Using this definition on our asset we see for example:
  • Looking at the ratio of annual return and downside deviation of 0.23 in the last 5 years of NortonLifeLock, we see it is relatively smaller, thus worse in comparison to the benchmark SPY (1.05)
  • Compared with SPY (1.86) in the period of the last 3 years, the excess return divided by the downside deviation of 0.74 is smaller, thus worse.

Ulcer:

'The ulcer index is a stock market risk measure or technical analysis indicator devised by Peter Martin in 1987, and published by him and Byron McCann in their 1989 book The Investors Guide to Fidelity Funds. It's designed as a measure of volatility, but only volatility in the downward direction, i.e. the amount of drawdown or retracement occurring over a period. Other volatility measures like standard deviation treat up and down movement equally, but a trader doesn't mind upward movement, it's the downside that causes stress and stomach ulcers that the index's name suggests.'

Which means for our asset as example:
  • Compared with the benchmark SPY (8.42 ) in the period of the last 5 years, the Ulcer Index of 18 of NortonLifeLock is greater, thus worse.
  • During the last 3 years, the Ulcer Ratio is 14 , which is larger, thus worse than the value of 3.52 from the benchmark.

MaxDD:

'Maximum drawdown is defined as the peak-to-trough decline of an investment during a specific period.

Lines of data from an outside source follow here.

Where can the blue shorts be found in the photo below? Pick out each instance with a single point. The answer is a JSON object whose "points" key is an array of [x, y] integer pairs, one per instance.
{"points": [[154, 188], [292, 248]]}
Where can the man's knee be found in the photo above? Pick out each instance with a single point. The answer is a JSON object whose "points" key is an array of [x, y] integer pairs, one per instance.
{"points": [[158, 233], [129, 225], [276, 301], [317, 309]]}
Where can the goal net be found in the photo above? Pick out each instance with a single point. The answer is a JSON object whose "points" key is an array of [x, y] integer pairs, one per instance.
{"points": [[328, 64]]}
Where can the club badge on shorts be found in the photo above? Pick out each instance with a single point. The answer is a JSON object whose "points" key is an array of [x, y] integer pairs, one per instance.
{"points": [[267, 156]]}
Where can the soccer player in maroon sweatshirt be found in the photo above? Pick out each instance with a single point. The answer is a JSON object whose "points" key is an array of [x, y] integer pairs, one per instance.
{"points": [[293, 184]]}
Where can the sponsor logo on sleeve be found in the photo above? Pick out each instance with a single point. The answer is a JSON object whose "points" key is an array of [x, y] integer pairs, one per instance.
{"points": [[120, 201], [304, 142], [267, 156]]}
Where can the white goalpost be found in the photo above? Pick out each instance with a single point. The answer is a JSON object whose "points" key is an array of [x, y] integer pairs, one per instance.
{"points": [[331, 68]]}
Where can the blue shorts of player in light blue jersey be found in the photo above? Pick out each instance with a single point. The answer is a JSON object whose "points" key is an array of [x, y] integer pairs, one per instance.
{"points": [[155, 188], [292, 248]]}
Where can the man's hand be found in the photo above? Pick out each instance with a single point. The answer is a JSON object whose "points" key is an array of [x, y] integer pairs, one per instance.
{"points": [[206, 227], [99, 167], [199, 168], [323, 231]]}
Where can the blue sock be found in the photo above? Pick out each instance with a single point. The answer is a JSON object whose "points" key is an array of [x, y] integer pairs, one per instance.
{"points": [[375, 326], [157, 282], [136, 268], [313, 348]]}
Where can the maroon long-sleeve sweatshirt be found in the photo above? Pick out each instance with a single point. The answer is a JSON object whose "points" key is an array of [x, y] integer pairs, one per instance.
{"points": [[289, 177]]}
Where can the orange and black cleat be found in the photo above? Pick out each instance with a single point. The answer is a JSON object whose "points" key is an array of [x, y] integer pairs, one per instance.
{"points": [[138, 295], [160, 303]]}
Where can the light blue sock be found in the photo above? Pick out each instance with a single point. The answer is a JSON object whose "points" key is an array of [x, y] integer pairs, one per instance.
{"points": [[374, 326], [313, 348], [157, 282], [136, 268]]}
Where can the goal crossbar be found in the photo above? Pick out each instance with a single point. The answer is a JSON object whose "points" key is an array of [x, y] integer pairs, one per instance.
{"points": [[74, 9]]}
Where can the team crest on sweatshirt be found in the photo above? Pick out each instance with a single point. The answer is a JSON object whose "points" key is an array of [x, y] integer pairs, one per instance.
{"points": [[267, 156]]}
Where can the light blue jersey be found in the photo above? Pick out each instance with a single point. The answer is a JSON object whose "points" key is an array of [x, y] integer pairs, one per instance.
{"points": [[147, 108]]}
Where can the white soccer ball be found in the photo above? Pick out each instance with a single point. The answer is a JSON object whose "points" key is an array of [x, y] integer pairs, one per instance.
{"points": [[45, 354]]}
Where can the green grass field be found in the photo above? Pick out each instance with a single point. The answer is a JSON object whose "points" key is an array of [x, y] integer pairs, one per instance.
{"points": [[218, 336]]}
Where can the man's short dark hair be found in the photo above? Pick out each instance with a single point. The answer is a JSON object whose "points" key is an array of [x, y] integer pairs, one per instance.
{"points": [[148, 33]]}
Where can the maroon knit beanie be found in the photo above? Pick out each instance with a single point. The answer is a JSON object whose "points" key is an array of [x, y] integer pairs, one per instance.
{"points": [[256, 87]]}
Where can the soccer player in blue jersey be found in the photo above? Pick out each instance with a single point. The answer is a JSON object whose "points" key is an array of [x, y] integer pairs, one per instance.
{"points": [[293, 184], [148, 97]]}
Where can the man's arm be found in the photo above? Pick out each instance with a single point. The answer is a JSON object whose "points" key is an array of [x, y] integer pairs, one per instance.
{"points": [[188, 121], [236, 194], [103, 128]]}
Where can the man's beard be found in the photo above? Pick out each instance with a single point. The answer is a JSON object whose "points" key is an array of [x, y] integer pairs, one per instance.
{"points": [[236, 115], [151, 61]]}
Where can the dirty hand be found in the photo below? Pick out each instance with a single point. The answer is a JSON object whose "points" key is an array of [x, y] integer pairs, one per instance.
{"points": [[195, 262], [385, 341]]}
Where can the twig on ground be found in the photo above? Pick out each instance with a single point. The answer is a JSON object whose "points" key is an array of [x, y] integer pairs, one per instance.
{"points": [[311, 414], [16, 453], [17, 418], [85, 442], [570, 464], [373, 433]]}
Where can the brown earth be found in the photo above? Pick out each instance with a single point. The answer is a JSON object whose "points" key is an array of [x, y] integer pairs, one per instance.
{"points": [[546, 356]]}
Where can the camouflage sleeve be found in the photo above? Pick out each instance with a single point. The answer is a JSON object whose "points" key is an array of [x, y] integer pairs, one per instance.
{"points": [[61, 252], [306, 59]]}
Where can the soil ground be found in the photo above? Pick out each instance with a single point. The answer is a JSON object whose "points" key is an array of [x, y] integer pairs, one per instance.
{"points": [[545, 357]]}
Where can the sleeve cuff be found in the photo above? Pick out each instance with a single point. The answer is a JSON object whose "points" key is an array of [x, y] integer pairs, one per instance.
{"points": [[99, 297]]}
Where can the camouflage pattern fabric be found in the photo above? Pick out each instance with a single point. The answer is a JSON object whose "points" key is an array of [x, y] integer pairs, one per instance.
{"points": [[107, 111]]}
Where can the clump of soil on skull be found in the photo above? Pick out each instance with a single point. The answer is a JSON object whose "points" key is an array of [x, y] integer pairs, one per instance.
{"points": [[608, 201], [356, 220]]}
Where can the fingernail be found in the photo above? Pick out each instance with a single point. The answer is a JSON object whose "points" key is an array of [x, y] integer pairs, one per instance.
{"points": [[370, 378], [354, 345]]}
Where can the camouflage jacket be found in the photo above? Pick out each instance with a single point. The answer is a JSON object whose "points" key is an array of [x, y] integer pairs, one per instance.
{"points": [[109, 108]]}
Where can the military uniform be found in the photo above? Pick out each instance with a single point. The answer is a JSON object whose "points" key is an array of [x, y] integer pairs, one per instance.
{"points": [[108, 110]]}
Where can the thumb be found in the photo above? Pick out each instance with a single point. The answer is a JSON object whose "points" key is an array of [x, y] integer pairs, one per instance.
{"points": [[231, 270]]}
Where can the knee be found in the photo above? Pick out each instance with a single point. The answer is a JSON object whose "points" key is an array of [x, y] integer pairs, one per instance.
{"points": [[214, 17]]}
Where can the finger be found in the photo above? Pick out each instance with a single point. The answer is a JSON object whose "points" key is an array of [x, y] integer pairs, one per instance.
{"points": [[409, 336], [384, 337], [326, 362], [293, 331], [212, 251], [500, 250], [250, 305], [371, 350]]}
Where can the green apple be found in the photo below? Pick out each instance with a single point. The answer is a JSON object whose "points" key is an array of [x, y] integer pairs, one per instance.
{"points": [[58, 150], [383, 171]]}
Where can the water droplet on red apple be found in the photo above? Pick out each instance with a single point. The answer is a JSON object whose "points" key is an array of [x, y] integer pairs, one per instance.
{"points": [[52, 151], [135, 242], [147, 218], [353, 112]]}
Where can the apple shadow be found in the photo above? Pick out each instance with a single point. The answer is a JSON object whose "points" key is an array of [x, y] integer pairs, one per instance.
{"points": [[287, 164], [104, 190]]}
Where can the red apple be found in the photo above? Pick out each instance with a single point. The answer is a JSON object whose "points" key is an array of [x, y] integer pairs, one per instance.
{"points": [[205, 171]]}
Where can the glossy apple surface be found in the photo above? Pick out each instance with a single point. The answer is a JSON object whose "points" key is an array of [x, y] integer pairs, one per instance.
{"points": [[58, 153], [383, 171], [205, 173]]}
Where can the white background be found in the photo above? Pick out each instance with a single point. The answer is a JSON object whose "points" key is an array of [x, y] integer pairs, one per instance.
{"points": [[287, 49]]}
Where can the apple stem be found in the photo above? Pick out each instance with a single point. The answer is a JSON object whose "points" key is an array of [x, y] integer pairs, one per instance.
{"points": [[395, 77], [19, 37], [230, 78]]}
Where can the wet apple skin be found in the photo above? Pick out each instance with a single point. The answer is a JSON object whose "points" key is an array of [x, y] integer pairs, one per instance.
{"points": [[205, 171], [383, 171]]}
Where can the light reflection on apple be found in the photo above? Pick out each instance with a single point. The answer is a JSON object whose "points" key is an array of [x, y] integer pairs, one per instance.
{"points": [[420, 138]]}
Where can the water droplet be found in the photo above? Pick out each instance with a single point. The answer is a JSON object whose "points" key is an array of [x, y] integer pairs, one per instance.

It is usually quoted as a percentage of the peak value. The maximum drawdown can be calculated based on absolute returns, in order to identify strategies that suffer less during market downturns, such as low-volatility strategies. However, the maximum drawdown can also be calculated based on returns relative to a benchmark index, for identifying strategies that show steady outperformance over time.'

Applying this definition to our asset in some examples:
  • Compared with the benchmark SPY (-24.5 days) in the period of the last 5 years, the maximum reduction from previous high of -39.6 days of NortonLifeLock is lower, thus worse.
  • During the last 3 years, the maximum drop from peak to valley is -33.5 days, which is lower, thus worse than the value of -18.8 days from the benchmark.

MaxDuration:

'The Drawdown Duration is the length of any peak to peak period, or the time between new equity highs. The Max Drawdown Duration is the worst (the maximum/longest) amount of time an investment has seen between peaks (equity highs) in days.'

Which means for our asset as example:
  • Compared with the benchmark SPY (488 days) in the period of the last 5 years, the maximum time in days below previous high water mark of 519 days of NortonLifeLock is greater, thus worse.
  • Looking at maximum time in days below previous high water mark in of 190 days in the period of the last 3 years, we see it is relatively larger, thus worse in comparison to SPY (87 days).

AveDuration:

'The Drawdown Duration is the length of any peak to peak period, or the time between new equity highs. The Avg Drawdown Duration is the average amount of time an investment has seen between peaks (equity highs), or in other terms the average of time under water of all drawdowns. So in contrast to the Maximum duration it does not measure only one drawdown event but calculates the average of all.'

Which means for our asset as example:
  • The average days below previous high over 5 years of NortonLifeLock is 153 days, which is higher, thus worse compared to the benchmark SPY (120 days) in the same period.
  • Looking at average time in days below previous high water mark in of 72 days in the period of the last 3 years, we see it is relatively higher, thus worse in comparison to SPY (21 days).

Performance (YTD)

Historical returns have been extended using synthetic data.

Allocations ()

Allocations

Returns (%)

  • Note that yearly returns do not equal the sum of monthly returns due to compounding.
  • Performance results of NortonLifeLock are hypothetical and do not account for slippage, fees or taxes.